The H I Parkes All Sky Survey (HIPASS) is a large survey for neutral atomic hydrogen (H I). Most of the data was taken between 1997 and 2002 using CSIRO's 64 m Parkes Telescope. HIPASS covered 71% of the sky and identified more than 5000 galaxies; the major galaxy catalogs are: the "HIPASS Bright Galaxy Catalog" (HIPASS BGC), the southern HIPASS catalog (HICAT), and the northern HIPASS catalog (NHICAT) Discoveries include over 5000 galaxies (incl. several new galaxies), the Leading Arm of the Magellanic Stream and a few gas clouds devoid of stars.

==Survey==
HIPASS covers a velocity range of −1,280 to 12,700 km/s. It was the first blind HI survey to cover the entire southern sky and the northern sky up to +25°. Technical overview, calibration and imaging (Barnes et al. 2001).

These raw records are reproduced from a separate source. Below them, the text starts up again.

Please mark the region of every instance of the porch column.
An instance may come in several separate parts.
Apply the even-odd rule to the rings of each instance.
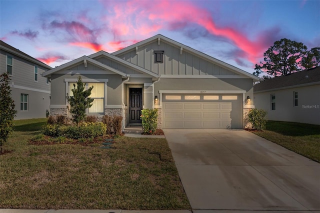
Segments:
[[[152,108],[154,103],[154,92],[152,90],[152,84],[145,83],[144,86],[144,108]]]

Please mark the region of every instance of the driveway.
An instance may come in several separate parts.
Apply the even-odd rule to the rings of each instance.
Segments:
[[[244,130],[164,131],[194,212],[320,212],[320,164]]]

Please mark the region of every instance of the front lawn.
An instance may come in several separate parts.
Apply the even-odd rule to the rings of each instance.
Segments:
[[[30,144],[46,120],[15,122],[12,152],[0,155],[0,208],[190,209],[165,139]]]
[[[320,126],[269,120],[266,130],[254,133],[320,162]]]

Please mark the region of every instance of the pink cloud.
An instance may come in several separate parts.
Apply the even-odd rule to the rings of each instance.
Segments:
[[[105,18],[110,23],[116,40],[130,35],[145,38],[161,30],[178,30],[194,23],[210,34],[226,38],[246,52],[242,57],[255,64],[270,46],[265,39],[250,40],[242,32],[231,27],[218,26],[206,8],[188,1],[158,0],[118,2],[116,4],[102,1],[112,14]]]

===Southern Sky observations===
Observations of the southern sky started in February 1997, and were completed in March 2000, consisting of 23,020 eight-degree scans of each of 9 minutes duration. HIPASS scanned the entire southern sky five times. The southern HIPASS galaxy catalog (HICAT) contains 4315 HI sources.

===Northern Sky observations===
Northern HIPASS extended the survey into the northern sky. The entire Virgo Cluster region was observed in Northern HIPASS. NHICAT, the catalogue of the northern extension of HIPASS contains 1,002 H I sources.

=== CHIPASS ===
Archival data from HIPASS and the HI Zone of Avoidance (HIZOA) survey were reprocessed to make a new 20cm confusion-limited continuum map of the sky south of declination +25°. Its relatively high sensitivity and resolution (compared to other single-dish surveys) and low level of artefacts has made this survey invaluable, particularly for merging with interferometric data such as WALLABY to improve the coverage of extended structure.

==Multibeam Receiver==
Observations for HIPASS were taken using the Parkes 21-cm Multibeam Receiver. The instrument consists of a focal-plane array of 13 individual receivers arranged in a hexagonal pattern. Built in a collaboration between numerous institutions, it was funded by the Australian Research Council (ARC) and the Australia Telescope National Facility (ATNF) to undertake the HIPASS and ZOA surveys.

==Discoveries==

===Leading arm of Magellanic Stream===
HIPASS discovered the Leading Arm of the Magellanic Stream. This is an extension of the Magellanic Stream beyond the Magellanic clouds. The existence of the Leading Arm is predicted by models of a tidal interaction between the Magellanic Clouds and the Milky Way.

===HIPASS J0731-69===
HIPASS J0731-69 is a cloud of gas devoid of any stars. It is associated with the asymmetric spiral galaxy NGC 2442. It is likely that HIPASS J0731-69 was torn loose from NGC 2442 by a companion.

===HIPASS J1712-64===
HIPASS J1712-64 is an isolated extragalactic cloud of neutral hydrogen with no associated stars. The cloud is a binary system and is not dense enough to form stars. HIPASS J1712-64 was probably ejected during an interaction between the Magellanic clouds and the Milky way.

===New galaxies in the Centaurus A/M83 Group===
Ten new galaxies were identified in the Centaurus A/M83 Group, bringing the total (at the time) to 31 galaxies.